A bag is slipped over my head and tied around my neck. I’m in my own small bubble. I can poison only myself. He’s taken my last defence from me.

Bristling fury surges through me and I do find the right words then, and let them out in a cold growl. ‘Motherfucking son of a bitch!’

The kick to my injured side comes as a relief. This pain I can handle.

The cloth bag is coarse. Small specks of light shine through it. The rope cuts into my wrists, my injured side rubs on the helicopter’s metal floor and my ears are assaulted with the roaring of motor and wings cutting air. A perpetual series of images flicker across my retinae: my hand on Runner’s chest, the explosion, the noise, the cloud, my hand on Runner’s chest.

I’m numbed by the fear of his death, by hopelessness, by my own failure to be or do the right thing at the right moment. My eyes seem to already forget the beauty of his smile; my tongue cannot recall the taste of his kiss. I try hard to summon images and flavours; I need to see and taste him. So much. Just once. Just this once.

My hand on his chest, his heartbeat within, his hand covering mine and him asking, ‘Are we holding each other hostage?’ — that’s all my mind shows me of him, over and over again. Even when I open my eyes and try to squint through the holes in the fabric that covers my face, I can still see our hands, his broad chest, his dark-brown shirt.
 

My words and memories begin to lose their flavours. My mouth seems to fill with ash.

I feel the stirring of something new. Somewhere behind my navel, a knot forms. It’s cold and hard. Comforting in a way. And deadly precise.

———

They have plundered the world, stripping naked the land in their hunger… they are driven by greed, if their enemy be rich; by ambition, if poor… They ravage, they slaughter, they seize by false pretences, and all of this they hail as the construction of empire. And when in their wake nothing remains but a desert, they call that peace.

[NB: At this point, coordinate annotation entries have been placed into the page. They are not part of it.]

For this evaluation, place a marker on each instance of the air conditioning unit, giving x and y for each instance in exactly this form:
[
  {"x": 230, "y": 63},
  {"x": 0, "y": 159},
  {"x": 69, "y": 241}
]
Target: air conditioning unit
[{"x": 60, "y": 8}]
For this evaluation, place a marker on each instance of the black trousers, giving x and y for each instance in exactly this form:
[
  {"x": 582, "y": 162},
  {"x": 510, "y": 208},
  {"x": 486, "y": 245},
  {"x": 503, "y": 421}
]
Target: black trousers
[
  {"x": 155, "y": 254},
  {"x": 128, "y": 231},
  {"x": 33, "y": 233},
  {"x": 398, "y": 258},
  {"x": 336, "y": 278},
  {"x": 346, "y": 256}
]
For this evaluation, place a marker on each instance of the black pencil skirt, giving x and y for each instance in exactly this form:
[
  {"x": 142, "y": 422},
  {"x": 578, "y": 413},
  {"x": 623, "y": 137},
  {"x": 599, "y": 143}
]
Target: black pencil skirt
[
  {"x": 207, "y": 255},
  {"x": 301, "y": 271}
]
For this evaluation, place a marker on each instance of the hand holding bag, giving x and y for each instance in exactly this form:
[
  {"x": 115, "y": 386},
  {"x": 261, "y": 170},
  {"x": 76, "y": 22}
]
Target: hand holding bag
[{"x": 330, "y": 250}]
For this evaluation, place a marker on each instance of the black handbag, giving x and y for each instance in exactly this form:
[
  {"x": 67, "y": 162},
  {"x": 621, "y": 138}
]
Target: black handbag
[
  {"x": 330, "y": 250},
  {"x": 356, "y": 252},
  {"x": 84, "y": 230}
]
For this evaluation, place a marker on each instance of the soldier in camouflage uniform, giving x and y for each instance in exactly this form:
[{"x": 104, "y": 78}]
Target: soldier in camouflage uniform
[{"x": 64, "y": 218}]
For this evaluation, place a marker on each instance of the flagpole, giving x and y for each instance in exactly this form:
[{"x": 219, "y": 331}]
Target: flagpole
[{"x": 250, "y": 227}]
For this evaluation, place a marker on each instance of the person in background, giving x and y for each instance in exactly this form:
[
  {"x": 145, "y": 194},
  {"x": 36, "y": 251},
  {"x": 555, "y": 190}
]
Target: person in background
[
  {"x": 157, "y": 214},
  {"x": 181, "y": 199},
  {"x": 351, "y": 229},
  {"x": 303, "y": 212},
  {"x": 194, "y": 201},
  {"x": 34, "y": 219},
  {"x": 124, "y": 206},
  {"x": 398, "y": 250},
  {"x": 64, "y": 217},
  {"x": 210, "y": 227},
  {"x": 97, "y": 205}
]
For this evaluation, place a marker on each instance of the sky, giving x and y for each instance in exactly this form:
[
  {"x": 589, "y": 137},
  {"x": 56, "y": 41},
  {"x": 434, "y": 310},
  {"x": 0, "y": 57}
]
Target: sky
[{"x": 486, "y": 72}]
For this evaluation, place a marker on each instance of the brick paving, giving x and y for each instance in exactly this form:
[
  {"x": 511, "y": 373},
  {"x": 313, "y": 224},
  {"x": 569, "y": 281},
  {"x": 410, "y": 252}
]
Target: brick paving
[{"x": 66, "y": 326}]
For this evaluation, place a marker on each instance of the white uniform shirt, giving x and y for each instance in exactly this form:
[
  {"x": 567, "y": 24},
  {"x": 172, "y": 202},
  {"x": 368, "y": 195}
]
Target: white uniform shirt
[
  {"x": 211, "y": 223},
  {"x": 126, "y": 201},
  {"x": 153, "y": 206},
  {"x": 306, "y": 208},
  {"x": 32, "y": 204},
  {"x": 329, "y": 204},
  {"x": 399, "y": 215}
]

Tacitus, The Agricola and the Germania

Preview of Book Three: Ice

I put for the general inclination of all mankind, a perpetual and restless desire of power after power, that ceaseth only in death.

Thomas Hobbes

When you lay down a law, see that it is not disobeyed; if it is disobeyed the offender must be put to death.

The Art of War, Sun Tzu

I’m about to die. I have mixed feelings about that, but no time to elaborate. The crunching noise is sickening — something’s broken. A sudden impact jerks me forward and I hit my head hard on the yoke, tilting the nose of the aircraft towards the sheer rock wall before me. I yank the machine up, blinking blood and sunlight from my eyes.
 

Snowy mountains shimmer through the clouds. The small aircraft tumbles and hollers, muting the wild knocking of my heart against my ribs. An orchestra of terror. The crest is racing closer — a black shard cutting through soft white clouds. I growl, clench my teeth, and fight with the stubborn machine.
 

A piercing noise and I’m thrown forward again, barely missing the yoke this time. I pull the aircraft back up until blue sky is all I see. I want to remain up here, but I can’t.

Both control screens flash warnings in capital red letters, telling me nothing I don’t already know. I push the nose of the machine down to bring its wings level with the horizon, and make sure it’s somewhat in line with the previous course.
 

I’m skidding along a blanket of white. One last glance, then I leave the cockpit and enter the cabin. At once, the machine starts to fishtail.

I hurry the parachute onto my back and pull the buckles tight. My large ruck goes upside down against my front, its straps around my belly and thighs. My rifle sticks halfway out and I’m sure I’ll bonk my head against the stock on my way down. But a headache would be the least of my problems.